Feds to push new set of security controls

To bolster information systems security, the federal government is pushing to have civilian agencies, such as the U.S. Department of Agriculture, follow new regulations based on practices at the Department of Defense and Central Intelligence Agency.

The proposed regulations are laid out in a 238-page document, “Recommended Security Controls for Federal Information Systems,” issued by the National Institute of Standards and Technology (NIST) this week. The document details steps that civilian agencies must take to protect software, hardware and network resources, including physical security, personnel training and review, auditing and disaster recovery.

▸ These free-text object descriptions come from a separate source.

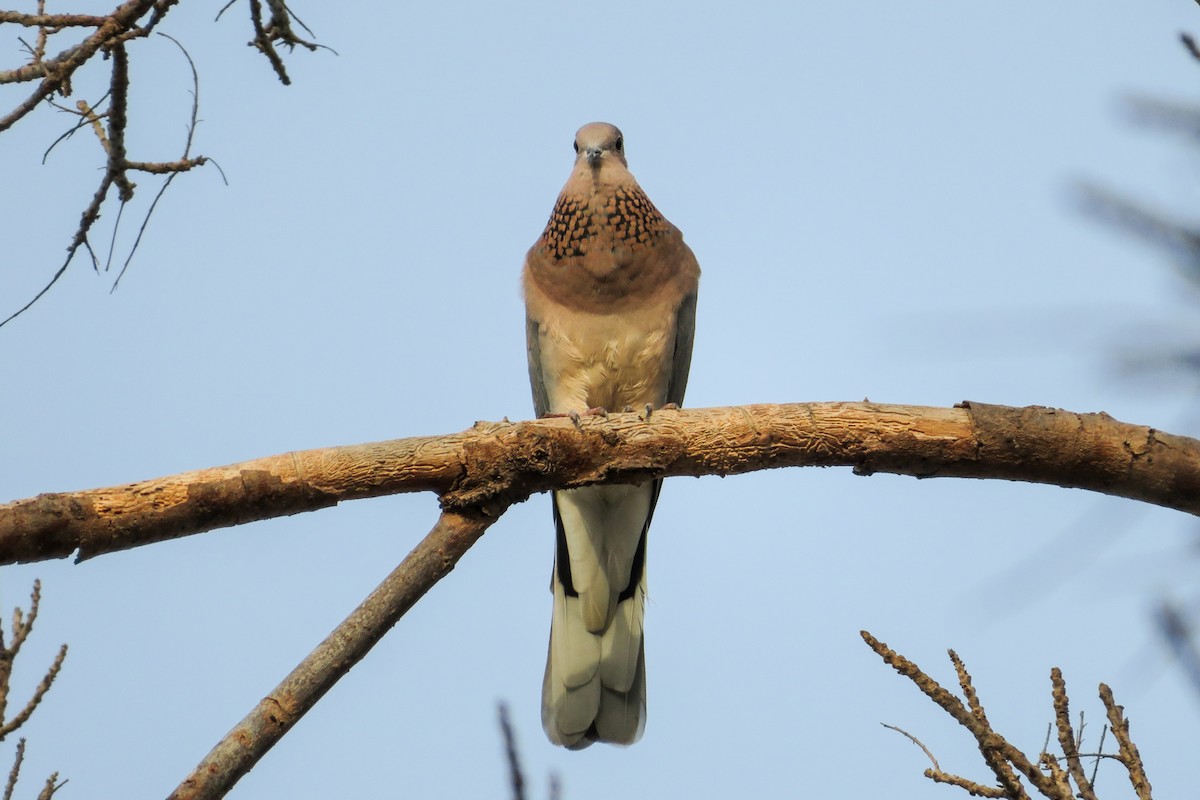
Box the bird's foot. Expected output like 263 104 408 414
541 408 609 429
567 408 611 428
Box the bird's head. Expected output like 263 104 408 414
573 122 628 170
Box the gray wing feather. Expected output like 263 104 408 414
666 290 698 407
527 314 551 417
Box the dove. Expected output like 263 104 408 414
523 122 699 748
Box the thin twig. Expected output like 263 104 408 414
0 582 68 740
0 645 67 739
0 171 113 328
43 94 109 163
1181 32 1200 61
949 649 1025 795
868 631 1154 800
862 633 1035 799
105 42 135 202
499 703 526 800
0 11 109 26
0 0 160 132
247 0 289 84
112 32 215 291
927 770 1009 798
3 739 24 800
35 772 64 799
879 721 1005 794
1099 684 1152 800
1051 668 1097 800
1089 724 1108 788
1 21 212 327
881 723 940 772
1155 601 1200 697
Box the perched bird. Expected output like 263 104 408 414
523 122 700 748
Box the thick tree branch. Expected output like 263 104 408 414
166 507 499 800
1 400 1197 566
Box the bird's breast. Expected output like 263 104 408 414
536 311 675 414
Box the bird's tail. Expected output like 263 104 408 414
540 483 652 748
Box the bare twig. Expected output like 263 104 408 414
112 32 224 291
1181 32 1200 61
237 0 332 84
865 632 1153 800
0 583 67 798
0 582 68 740
0 26 212 328
2 740 64 800
881 722 1012 796
948 649 1028 797
862 632 1035 798
0 646 67 741
168 507 501 800
0 0 160 131
1099 684 1152 800
881 723 940 772
42 90 111 162
0 2 340 325
0 11 110 26
35 772 64 799
1075 182 1200 282
1090 724 1109 787
1050 669 1097 800
4 739 24 800
499 703 526 800
1154 601 1200 698
928 770 1010 797
106 42 134 200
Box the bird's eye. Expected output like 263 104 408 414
573 142 580 153
614 137 623 151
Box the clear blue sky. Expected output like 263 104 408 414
3 1 1200 797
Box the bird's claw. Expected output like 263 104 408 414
542 408 609 429
639 402 682 420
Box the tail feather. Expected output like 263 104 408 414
542 483 652 748
599 582 644 692
593 644 646 744
551 581 600 689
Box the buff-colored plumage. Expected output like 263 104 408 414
523 122 699 748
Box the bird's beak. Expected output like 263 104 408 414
585 147 603 168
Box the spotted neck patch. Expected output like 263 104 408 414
538 183 671 261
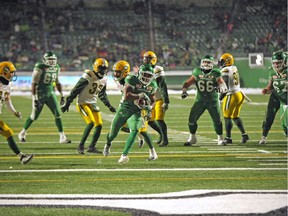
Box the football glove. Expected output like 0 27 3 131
60 97 65 106
61 101 70 113
217 83 228 93
219 93 227 101
161 103 169 113
14 111 22 120
181 91 189 99
34 100 42 110
143 111 152 122
108 105 116 113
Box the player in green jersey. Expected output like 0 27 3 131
181 55 228 146
61 58 116 154
260 51 288 144
18 51 71 144
103 64 158 164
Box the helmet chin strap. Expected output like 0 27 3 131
95 71 104 79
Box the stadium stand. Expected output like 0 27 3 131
0 0 286 71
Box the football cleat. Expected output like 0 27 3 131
258 136 267 145
241 134 249 144
147 148 158 161
103 144 111 157
77 145 84 154
87 147 102 154
20 154 34 165
184 134 197 146
159 141 168 147
223 137 233 144
118 154 129 164
18 130 26 142
217 135 226 146
60 138 72 144
184 142 192 146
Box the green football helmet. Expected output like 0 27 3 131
43 51 57 67
272 51 285 72
138 64 154 86
201 55 214 71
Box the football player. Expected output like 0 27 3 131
112 60 156 152
142 51 170 147
0 61 33 164
218 53 250 144
61 58 116 154
260 52 288 144
18 51 71 144
103 63 158 164
181 55 227 146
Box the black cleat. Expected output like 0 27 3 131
77 145 84 154
87 147 102 154
223 137 233 144
241 134 249 144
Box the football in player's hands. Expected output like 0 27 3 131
135 98 149 109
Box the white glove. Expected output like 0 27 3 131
218 83 228 93
14 111 22 120
138 92 151 103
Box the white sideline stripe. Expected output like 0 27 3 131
260 163 288 166
0 167 287 173
258 150 272 154
0 190 287 215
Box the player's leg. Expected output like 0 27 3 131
259 92 280 144
46 95 71 143
185 101 205 146
207 101 224 145
88 106 103 153
148 105 163 144
155 100 169 147
18 98 44 142
0 121 33 164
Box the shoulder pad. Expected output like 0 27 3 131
221 68 230 73
34 62 47 69
154 65 164 73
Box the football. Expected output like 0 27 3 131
134 98 149 109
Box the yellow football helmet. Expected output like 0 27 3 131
218 53 234 69
93 58 109 77
0 61 17 82
143 51 157 66
112 60 130 81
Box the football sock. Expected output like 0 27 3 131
23 117 34 130
140 131 153 149
148 121 162 138
89 125 102 147
55 116 63 132
7 136 20 155
122 130 138 155
233 117 245 134
80 123 94 146
156 120 168 143
224 118 233 138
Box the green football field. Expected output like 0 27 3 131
0 94 287 215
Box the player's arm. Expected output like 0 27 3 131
3 93 22 119
219 75 229 100
216 77 228 93
61 78 88 112
181 75 195 99
98 85 116 113
156 76 170 104
262 79 273 95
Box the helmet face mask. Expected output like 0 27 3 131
43 51 57 67
272 52 285 73
201 55 214 71
0 61 17 82
218 53 234 69
93 58 109 78
143 51 157 66
138 68 154 86
112 60 130 81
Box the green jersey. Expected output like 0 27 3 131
269 68 288 104
192 67 222 102
121 74 157 112
32 62 60 98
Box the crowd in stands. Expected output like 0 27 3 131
0 0 286 71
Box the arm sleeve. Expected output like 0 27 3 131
156 76 170 104
66 77 88 103
98 85 112 107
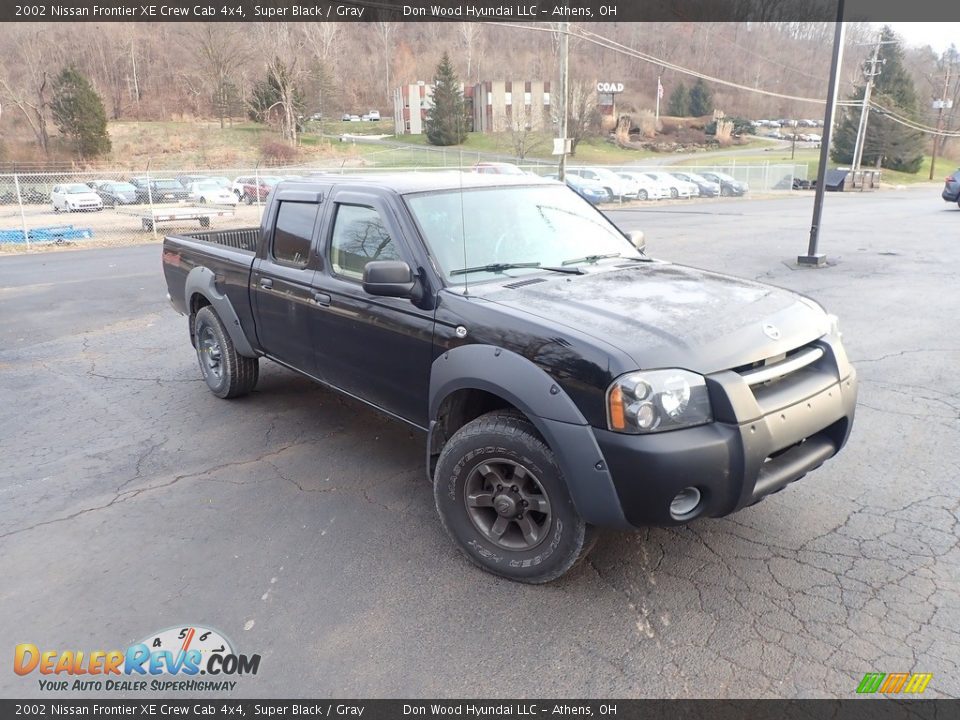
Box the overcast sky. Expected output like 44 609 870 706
886 23 958 53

NIST wants agencies to start following the guidelines immediately, even though they are not expected to be finalized as a government IT standard for well over a year.

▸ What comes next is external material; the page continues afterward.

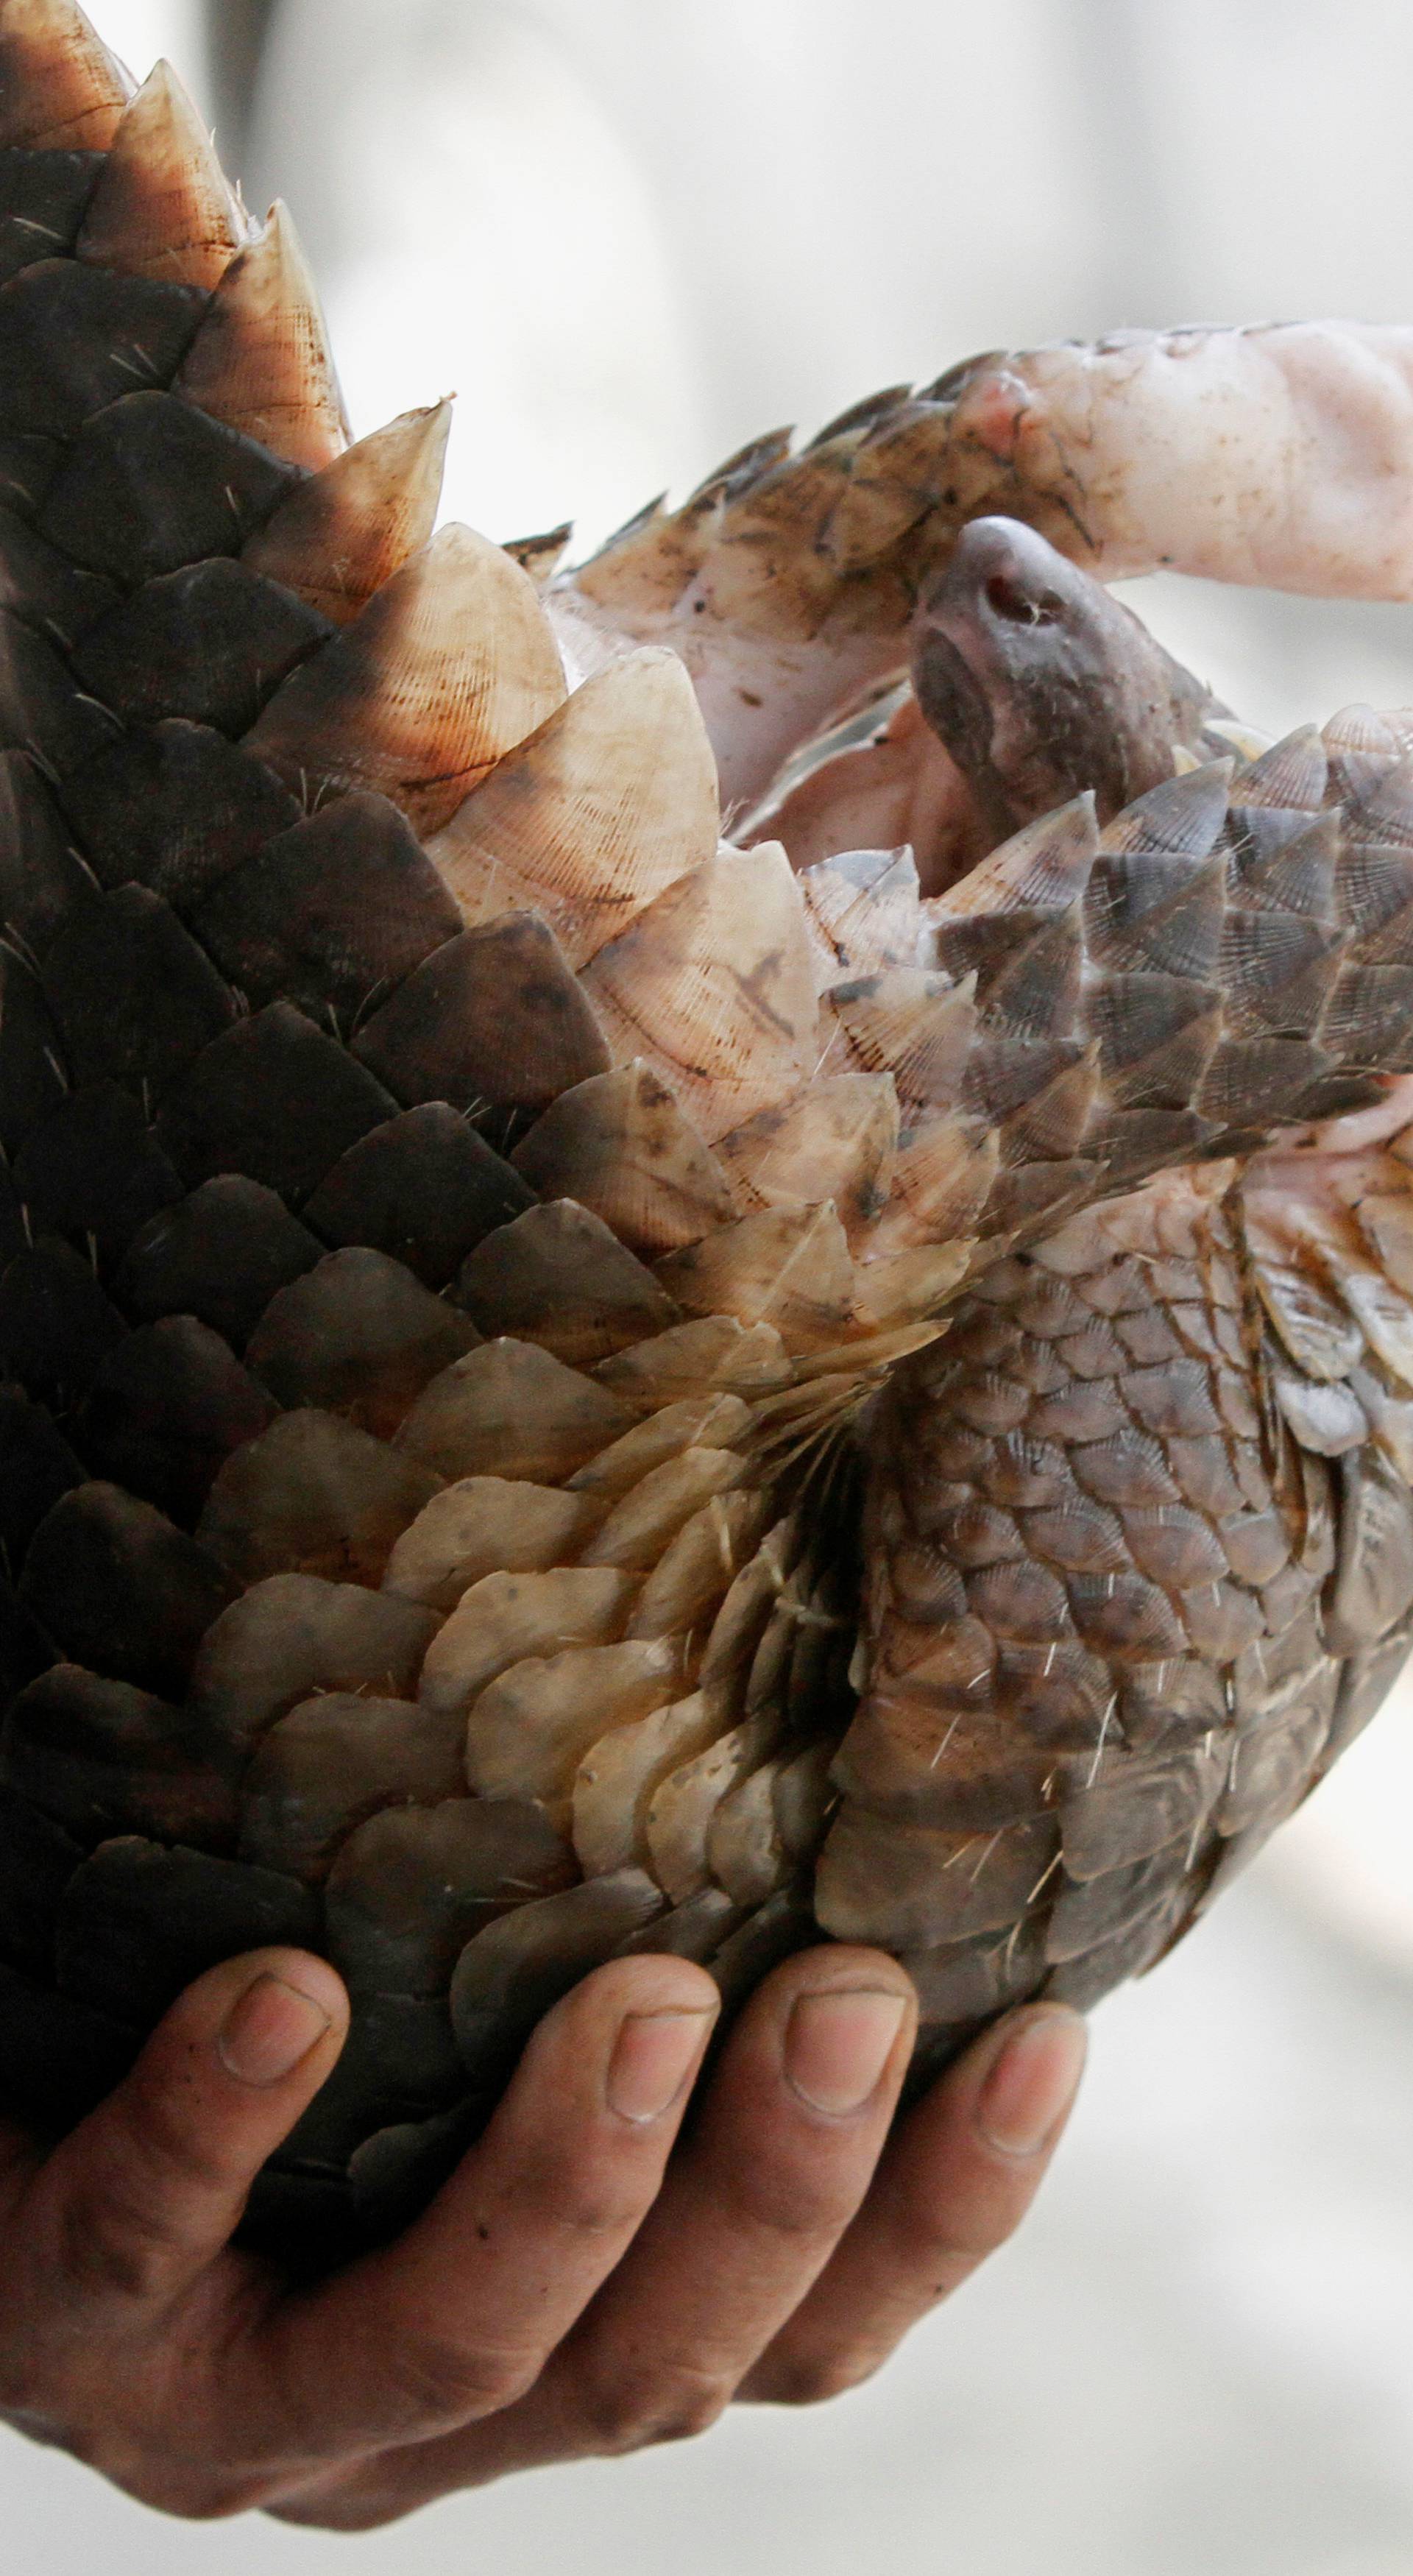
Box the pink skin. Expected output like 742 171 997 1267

“This is far from an academic exercise; it’s mandated by the Federal Information Security Management Act of 2002,” says Ron Ross, project leader at NIST. “With terrorism and the ability of our adversaries to attack our systems, this can’t be an academic drill.”

The security guidelines are expected to push civilian agencies into unaccustomed practices, such as segmenting information assets into three main risk categories (low, moderate and high) and following proscribed procedures to protect them. A separate NIST document, “Standards for Security Categorization of Federal Information Systems,” describes how to do this, and it’s expected to be an official standard, FIPS 199, by year-end.

The security-controls document issued last week is certain to be debated, because it imposes new restrictions and practices. It asks agencies to endorse a preference for vendor products tested under the so-called Common Criteria guidelines – something the Defense Department does today. While open source software would be allowed, it would have to be “assessed to determine the security impact of its use,” the report says. Shareware and freeware would be prohibited in many cases, as would the use of instant messaging on public networks or remote-access via dial-up. Voice over IP also comes under scrutiny in the regulations, which would disallow products that users could configure too easily.

In addition, agencies deemed to have moderate-risk information assets might have to buy new products, such as security gear to prevent denial-of-service attacks.

“Some agencies may say, ‘we have to do a lot of work,'” Ross says. “But it will start the dialogue. And we expect to learn a lot of things through the feedback.” NIST has deliberately left blank the specific requirements for high-risk systems until a public meeting is held next March at NIST.

While NIST’s security benchmark is impressive in its detail, it’s likely to be expensive for the federal agencies to implement, says Brad Johnson, vice president of consulting at SystemExperts. “But one of the most important things it will do is give people a common way to talk about the complex idea of security,” he adds.